Bien enseignées, elles contribueraient de manière directe à la qualité de l’enseignement de manière générale, mais aussi et surtout au développement de chaque pays. L’usage des mathématiques permet de gagner du temps et de l’argent dans la conception et la réalisation de tout projet de développement. Notons que l’enseignement des mathématiques est moins couteux que celui des sciences expérimentales. D’où mon invitation aux gouvernements africains à investir davantage dans le développement des mathématiques.

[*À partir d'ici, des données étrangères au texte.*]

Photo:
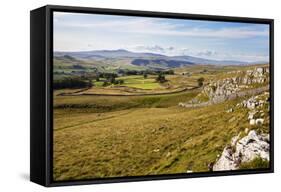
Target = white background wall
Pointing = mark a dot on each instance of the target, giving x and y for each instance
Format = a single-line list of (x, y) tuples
[(14, 94)]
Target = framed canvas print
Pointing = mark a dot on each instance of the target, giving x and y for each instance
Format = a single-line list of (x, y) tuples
[(122, 95)]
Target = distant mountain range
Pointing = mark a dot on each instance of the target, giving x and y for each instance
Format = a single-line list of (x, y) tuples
[(149, 60)]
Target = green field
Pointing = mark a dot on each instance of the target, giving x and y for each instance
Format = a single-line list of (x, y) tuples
[(98, 135)]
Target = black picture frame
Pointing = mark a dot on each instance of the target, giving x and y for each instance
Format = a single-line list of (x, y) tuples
[(41, 54)]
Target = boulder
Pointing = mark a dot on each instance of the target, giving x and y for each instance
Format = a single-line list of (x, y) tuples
[(244, 150)]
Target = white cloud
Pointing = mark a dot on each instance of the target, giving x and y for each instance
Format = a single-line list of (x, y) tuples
[(156, 26)]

LNA : Vous êtes un opposant de longue date au régime du Président Professeur Faustin Archange Touadéra. Qu’est-ce qui vous a poussé à vous opposer à lui et à dénoncer certaines de ses actions ? Quels sont les arguments qui vous poussent à vous opposer à son projet de troisième mandat ?

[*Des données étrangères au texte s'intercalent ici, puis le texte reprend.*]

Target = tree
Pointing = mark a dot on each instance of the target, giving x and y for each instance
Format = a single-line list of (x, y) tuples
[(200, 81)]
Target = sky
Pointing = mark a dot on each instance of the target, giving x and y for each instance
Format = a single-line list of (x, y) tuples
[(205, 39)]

GN : En 2014-2015, pour la première fois dans l’histoire de notre pays, une consultation à la base, c’est-à-dire dans toutes les villes et tous les villages, a permis de concocter une Constitution qui a permis l’avènement au pouvoir de Monsieur Touadera en 2016. Il a juré par deux fois sur cette Constitution, devant Dieu et la nation, pour ne pas la modifier ou la changer en particulier de respecter le nombre et la durée de mandats présidentiels.
Si tôt réélu en 2020 lors d’un scrutin mal organisé, et largement contesté, il s’est attelé à fouler du pied les points clés de cette constitution : d’abord il a limogé illégalement deux juges de la Cour Constitutionnelle, dont les membres sont inamovibles, puis trahi son serment en faisant adopter de manière rocambolesque une nouvelle Constitution taillée sur mesure, une constitution qui lui ouvre la voie à un troisième mandat et donc d’un pouvoir à vie. Contre les dispositions constitutionnelles, il a signé des accords dont personne n’a de copies- avec des groupes de mercenaires étrangers- pour la seule protection de son pouvoir. Il a octroyé et continue d’octroyer des permis miniers et forestiers sans l’accord du parlement. Il a donc commis un parjure. Il agit comme un despote, un tyran qui a droit de vie et de mort sur chaque citoyen, en réduisant l’espace civique, emprisonnant tout opposant y compris un député pourtant jouissant d’une immunité parlementaire, etc…. Je vous fais grâce de la liste trop longue de ses violations de la Constitution, y compris celle qu’il a lui-même adoptée en 2023.
Quant à la notion de centrafricain d’origine et la question de double nationalité insérées dans la Constitution par celui-là même dont l’origine est remise en question par tous et qui veut se prendre pour un demi-Dieu, au-dessus de tout, je fais remarquer que partout où elles ont été évoquées en Afrique, elles ont conduit à des crises majeures. En dehors des pygmées, la Centrafrique est formée de populations issues de migrations plus ou moins récentes à partir des pays voisins. Je vous fais remarquer que les premiers chefs d’Etat centrafricains ont tous joui de la double nationalité, sans que cela n’ait causé de problèmes.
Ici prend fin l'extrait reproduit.